Great find - good shots too. Well done.


----------



## smiler (May 12, 2016)

flyboys90 said:


> What an absolute gem, it's got everything from knitting to butter churning.The industrial archaeologists should be wetting their pants over this site.Thanks for sharing this beauty.



I glad you noticed the butter churn, I wasn't sure, did you see the paraffin heater in the previous pic? 
Proper Job Rod, I enjoyed it, Thanks


----------



## tazong (May 12, 2016)

From the outside i can see why you thought it was not much to get excited by but the inside was a goldmine - cracking job pal.


----------



## oldscrote (May 12, 2016)

What a joyous place,any sign of the engine that drove the line shafting?


----------



## HughieD (May 13, 2016)

Amazing report!


----------



## Vertigo Rod (May 13, 2016)

oldscrote said:


> What a joyous place,any sign of the engine that drove the line shafting?



If it was still there, there is a big possibility that I photographed it! Took nearly 200 photos in there - but would need to know what I was looking for. If you can tell me what photo(s) the line shafting is in, I'll search through my photos? Thanks


----------



## Vertigo Rod (May 13, 2016)

Thank you all for your kind comments - glad you enjoyed


----------



## Vertigo Rod (May 13, 2016)

tazong said:


> From the outside i can see why you thought it was not much to get excited by but the inside was a goldmine - cracking job pal.

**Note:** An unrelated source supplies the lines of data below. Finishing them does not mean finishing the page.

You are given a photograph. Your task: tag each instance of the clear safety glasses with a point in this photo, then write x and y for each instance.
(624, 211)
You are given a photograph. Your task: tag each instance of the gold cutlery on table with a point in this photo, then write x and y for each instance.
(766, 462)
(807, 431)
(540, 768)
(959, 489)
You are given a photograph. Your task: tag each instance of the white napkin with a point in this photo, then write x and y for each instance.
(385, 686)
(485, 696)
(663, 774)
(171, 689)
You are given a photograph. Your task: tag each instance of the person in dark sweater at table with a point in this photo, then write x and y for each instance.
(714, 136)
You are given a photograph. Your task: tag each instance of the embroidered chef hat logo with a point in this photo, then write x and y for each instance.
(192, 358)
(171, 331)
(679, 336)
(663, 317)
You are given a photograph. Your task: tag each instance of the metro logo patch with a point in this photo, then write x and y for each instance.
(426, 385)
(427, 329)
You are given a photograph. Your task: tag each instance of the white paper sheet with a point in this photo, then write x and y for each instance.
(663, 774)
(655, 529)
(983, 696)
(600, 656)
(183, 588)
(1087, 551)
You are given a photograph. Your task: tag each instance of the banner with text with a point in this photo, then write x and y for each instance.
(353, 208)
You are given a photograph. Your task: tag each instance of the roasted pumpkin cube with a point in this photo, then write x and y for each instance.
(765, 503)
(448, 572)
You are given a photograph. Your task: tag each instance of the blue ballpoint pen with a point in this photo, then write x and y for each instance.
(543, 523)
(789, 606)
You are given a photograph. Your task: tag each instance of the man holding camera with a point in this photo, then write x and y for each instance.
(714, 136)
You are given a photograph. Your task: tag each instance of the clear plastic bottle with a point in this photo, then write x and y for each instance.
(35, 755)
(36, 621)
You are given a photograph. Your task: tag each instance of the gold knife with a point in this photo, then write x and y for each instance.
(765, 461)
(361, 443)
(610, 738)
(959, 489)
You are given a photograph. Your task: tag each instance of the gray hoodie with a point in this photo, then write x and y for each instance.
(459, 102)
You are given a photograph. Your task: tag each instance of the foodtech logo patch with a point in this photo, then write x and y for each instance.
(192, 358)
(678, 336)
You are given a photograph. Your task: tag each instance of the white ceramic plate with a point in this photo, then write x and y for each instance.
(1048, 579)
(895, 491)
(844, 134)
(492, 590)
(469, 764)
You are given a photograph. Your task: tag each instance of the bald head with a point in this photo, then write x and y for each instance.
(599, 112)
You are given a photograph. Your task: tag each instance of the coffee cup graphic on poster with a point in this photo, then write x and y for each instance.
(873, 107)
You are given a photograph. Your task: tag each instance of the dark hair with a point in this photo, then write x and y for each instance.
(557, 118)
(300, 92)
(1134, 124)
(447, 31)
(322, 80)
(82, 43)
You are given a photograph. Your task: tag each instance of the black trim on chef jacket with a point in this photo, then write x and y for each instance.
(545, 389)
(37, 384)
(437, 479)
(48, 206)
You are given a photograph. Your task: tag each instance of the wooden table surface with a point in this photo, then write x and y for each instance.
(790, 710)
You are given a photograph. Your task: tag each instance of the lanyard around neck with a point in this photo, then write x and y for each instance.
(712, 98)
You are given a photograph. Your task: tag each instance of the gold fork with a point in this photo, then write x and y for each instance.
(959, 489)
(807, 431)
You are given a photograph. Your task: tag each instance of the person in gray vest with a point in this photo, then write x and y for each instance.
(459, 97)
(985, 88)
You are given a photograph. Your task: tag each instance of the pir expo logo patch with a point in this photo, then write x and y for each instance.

Thank you Taz and welcome back! Hope your move went well


----------



## oldscrote (May 13, 2016)

The line shafting shows in a lot of the photos,it's the pulley system in the roof with the drive belts on.The engine needed to drive it all would either have been an old steam job or a stationary oil engine(outside possibility it may have been electric driven,but with the isolated nature of this place that is unlikely)


----------



## Rubex (May 13, 2016)

This place is incredible! Lovely pics


----------



## Vertigo Rod (May 16, 2016)

oldscrote said:


> The line shafting shows in a lot of the photos,it's the pulley system in the roof with the drive belts on.The engine needed to drive it all would either have been an old steam job or a stationary oil engine(outside possibility it may have been electric driven,but with the isolated nature of this place that is unlikely)



Thank you.... in the very first photo (on the right hand side of the building), barely visible underneath all the overgrown ivy and plants is the huge water mill wheel. Could this have been the power source? If it wasn't, and it was powered by an oil engine, the outside was overgrown so much it would've been hard to find!


----------



## Trinpaul (May 21, 2016)

Wow! So full of stuff you can barely move. Amazing find.


----------



## Luise (May 21, 2016)

Stunning.. Loved this!


----------



## Dirus_Strictus (May 22, 2016)

Vertigo Rod said:


> Thank you.... in the very first photo (on the right hand side of the building), barely visible underneath all the overgrown ivy and plants is the huge water mill wheel. Could this have been the power source? If it wasn't, and it was powered by an oil engine, the outside was overgrown so much it would've been hard to find!



The original power source was the water wheel. The wheel was well exposed years ago when we stumbled across the place; however, water power is probably one of the reasons we find the place complete today - if the machinery had been more modern and powered by individual electric motors, it would have been sold off / broken up for spares etc, when production became uneconomic. Indications are that the Carding, Spinning and Weaving line, although still operated from the overhead line shafting, were operated by electric power in the later years - the Electric Power Operating Board indicates the possibility of a water turbine generating set - possible remains of the generating set foundations and foundations for a very large electric motor were visible years ago. The fact that this Mill survived the scrap drives of WW1 and WW2 had nothing to do with being 'out of the way', rather the fact that very old, but simply maintained machines could still process fleeces, spin the yarn and weave durable cloth. The workers in my wife's families' woollen mill in Armley in the 80's would not have found any of that machinery strange - only major difference being an individual electric motor to operate each machine. Which is why the West Yorkshire woollen industry eventually went belly up - Victorian machinery just could not compete with the modern Sulzer or Japanese equivalent spinning mules and looms 

An interesting example of building your factory near the power source and not the labour source and before it became common to 'store' water on rivers by the construction of weirs lower down stream to provide a power source. A number of other similar buildings do survive, but none as far as I know are still fitted with their original fix of equipment. 

A very good and well structured report - nice one!


----------